Sempre gostei de feiras livres. Gosto de andar entre as pessoas, observar as frutas, verduras e legumes frescos, de constatar a variedade de alimentos que podemos consumir de forma saudável. Isso sem dizer que muitas vezes nestes meus vinte e dois anos como cronista encontrei inspiração para novos textos em meio à movimentação das pessoas.
Hoje, inclusive, foi o caso, embora não pelas melhores razões. Gosto de comprar pastel no dia da feira, substituindo o almoço. É uma pequena regalia e exceção calórica a qual me permito em nome de viver uma vida gastronômica transgressora para quem odeia frituras em geral. Assim, aproveito o passeio com as cachorras, já passo na barraca do pastel e encomendo o meu preferido, para ser retirado mais tarde.
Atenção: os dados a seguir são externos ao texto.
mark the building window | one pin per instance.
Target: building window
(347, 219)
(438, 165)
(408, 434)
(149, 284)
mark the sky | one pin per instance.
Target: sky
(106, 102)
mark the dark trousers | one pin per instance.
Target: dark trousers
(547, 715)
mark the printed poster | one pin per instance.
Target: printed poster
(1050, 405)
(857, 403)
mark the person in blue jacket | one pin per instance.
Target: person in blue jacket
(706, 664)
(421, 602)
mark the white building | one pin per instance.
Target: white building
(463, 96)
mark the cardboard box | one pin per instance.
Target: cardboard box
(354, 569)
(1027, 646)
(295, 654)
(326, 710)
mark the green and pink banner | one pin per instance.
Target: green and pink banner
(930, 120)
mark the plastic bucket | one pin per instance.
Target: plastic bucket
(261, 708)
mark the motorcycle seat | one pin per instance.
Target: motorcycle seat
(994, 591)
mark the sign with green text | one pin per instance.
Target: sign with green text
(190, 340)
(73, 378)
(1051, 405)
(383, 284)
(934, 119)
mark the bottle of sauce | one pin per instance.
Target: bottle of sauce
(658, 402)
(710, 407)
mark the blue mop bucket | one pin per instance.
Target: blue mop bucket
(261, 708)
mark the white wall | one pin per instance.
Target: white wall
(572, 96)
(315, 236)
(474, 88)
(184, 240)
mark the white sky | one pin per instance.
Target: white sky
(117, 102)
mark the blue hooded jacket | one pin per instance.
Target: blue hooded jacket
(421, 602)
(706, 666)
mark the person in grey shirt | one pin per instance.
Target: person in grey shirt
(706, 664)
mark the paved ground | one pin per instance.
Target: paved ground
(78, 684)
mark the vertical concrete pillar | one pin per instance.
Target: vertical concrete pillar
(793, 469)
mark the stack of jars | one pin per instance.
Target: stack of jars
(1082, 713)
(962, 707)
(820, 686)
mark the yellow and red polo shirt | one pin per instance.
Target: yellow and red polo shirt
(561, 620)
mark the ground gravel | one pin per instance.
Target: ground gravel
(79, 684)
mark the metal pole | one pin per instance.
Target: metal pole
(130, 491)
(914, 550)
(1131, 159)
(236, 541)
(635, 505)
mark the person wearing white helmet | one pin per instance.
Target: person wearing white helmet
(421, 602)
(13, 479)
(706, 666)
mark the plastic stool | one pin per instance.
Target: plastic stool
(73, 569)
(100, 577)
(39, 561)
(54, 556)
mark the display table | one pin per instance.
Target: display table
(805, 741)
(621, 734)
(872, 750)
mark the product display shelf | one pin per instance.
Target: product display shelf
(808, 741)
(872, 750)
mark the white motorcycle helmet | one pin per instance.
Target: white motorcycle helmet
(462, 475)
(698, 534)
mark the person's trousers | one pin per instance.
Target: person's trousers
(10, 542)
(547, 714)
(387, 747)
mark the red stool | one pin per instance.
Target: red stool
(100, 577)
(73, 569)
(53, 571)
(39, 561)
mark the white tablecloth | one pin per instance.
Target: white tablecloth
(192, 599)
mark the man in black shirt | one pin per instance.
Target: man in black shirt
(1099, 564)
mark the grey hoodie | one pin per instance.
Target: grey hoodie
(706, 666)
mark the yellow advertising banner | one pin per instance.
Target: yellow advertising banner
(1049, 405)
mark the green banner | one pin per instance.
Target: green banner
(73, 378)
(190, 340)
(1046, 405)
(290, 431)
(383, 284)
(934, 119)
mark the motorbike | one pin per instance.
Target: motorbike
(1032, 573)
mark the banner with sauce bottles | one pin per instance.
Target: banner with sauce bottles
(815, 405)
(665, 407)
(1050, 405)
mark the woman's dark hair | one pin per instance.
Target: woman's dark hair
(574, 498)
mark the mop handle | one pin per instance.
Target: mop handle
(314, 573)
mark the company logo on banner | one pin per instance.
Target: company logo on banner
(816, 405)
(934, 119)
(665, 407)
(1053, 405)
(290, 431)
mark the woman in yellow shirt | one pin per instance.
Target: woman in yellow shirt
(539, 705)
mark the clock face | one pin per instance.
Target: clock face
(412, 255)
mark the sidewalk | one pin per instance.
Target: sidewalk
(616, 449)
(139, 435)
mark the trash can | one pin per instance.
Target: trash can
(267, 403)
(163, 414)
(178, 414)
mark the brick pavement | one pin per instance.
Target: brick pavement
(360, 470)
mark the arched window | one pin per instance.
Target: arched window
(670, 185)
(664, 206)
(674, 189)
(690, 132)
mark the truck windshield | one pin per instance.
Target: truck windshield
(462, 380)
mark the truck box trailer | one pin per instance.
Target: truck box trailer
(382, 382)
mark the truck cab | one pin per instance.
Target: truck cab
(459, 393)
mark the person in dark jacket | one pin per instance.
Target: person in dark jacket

A família de japoneses e funcionários já me conhece pelo nome e sequer preciso fazer mais do que passar, confirmar o horário e pagar.
Em um dia como hoje, de céu azul, ensolarado, na promessa de mais calor e chuvas fortes ao final da tarde, as primeiras horas da manhã representam um oásis que não desperdiço. Como regra, respiro fundo e tento relaxar antes de que a roda dos compromissos comece seu giro frenético. E foi exatamente numa respirada mais funda que senti que algo estava fora do contexto.
Para melhor descrever a imensidão da minha indignação é preciso voltar um pouco no tempo. Há alguns anos, na calçada da minha rua havia um espaço de terra onde somente mato ou flores espontâneas surgiam. Resultado de um programa mal executado pela Prefeitura e da ignorância da população, o lugar estava abandonado. Por minha conta e risco consertei a calçada e plantei flores.
Além das espontâneas como dentes-de-leão e outras, que agora não são mais arrancadas de forma mecânica e indiscriminada pelo pessoal da Prefeitura, há um lindo hibisco vermelho, cujas abundantes flores de pétalas dobradas enfeitam o verde bandeira das folhas. A despeito do meu cuidado e vigilância para manter o local, já flagrei de tudo, desde pessoas que arrancam galhos por mero vandalismo, até quem pegue flores para arranjos, entre outras atitudes que prefiro não mencionar.
A pior, entretanto, relaciona-se, tenho certeza, à realização da feira livre. Assim como já ocorreu algumas vezes, sempre no dia da feira, alguém vai até o canteiro de flores e, escondido atrás do hibisco, defeca no local. Pouparei os leitores dos detalhes, mas além do que lá fica, ainda joga o papel higiênico utilizado. Assim, eu me pergunto por que razão alguém que já vai com o intuito de se aliviar e se limpar, não pode também levar um saquinho e recolher o que fez?
Óbvio que não é o lugar para isso. Ao que me consta as feiras livres não contam com apoio logístico sanitário para os feirantes, o que é lamentável, porque ninguém aguenta (eu não consigo, rs) ficar quase dez horas sem ao menos fazer xixi.
Uma padaria das imediações cede o banheiro eventualmente, mas creio que não atenda a todos. Então, sim, eu compreendo as dificuldades, mas não me conformo de ver o canteiro que cuido com tanto esmero, retirando lixo que lá depositam todos os dias, ainda ser transformado em banheiro.
Minha revolta, assim, é mais pelo descaso de quem limpa o próprio corpo, por assim dizer, mas é incapaz de ter consideração pelos outros e recolher o que somente a ele diz respeito. Sem dizer que, ao comprar as coisas na feira, ocorre-me que nunca sabemos por onde andaram as mãos alheias, mas isso é já é assunto para outro texto, aplicável a qualquer estabelecimento que venda comida. Uma questão de educação e de também de álcool em gel.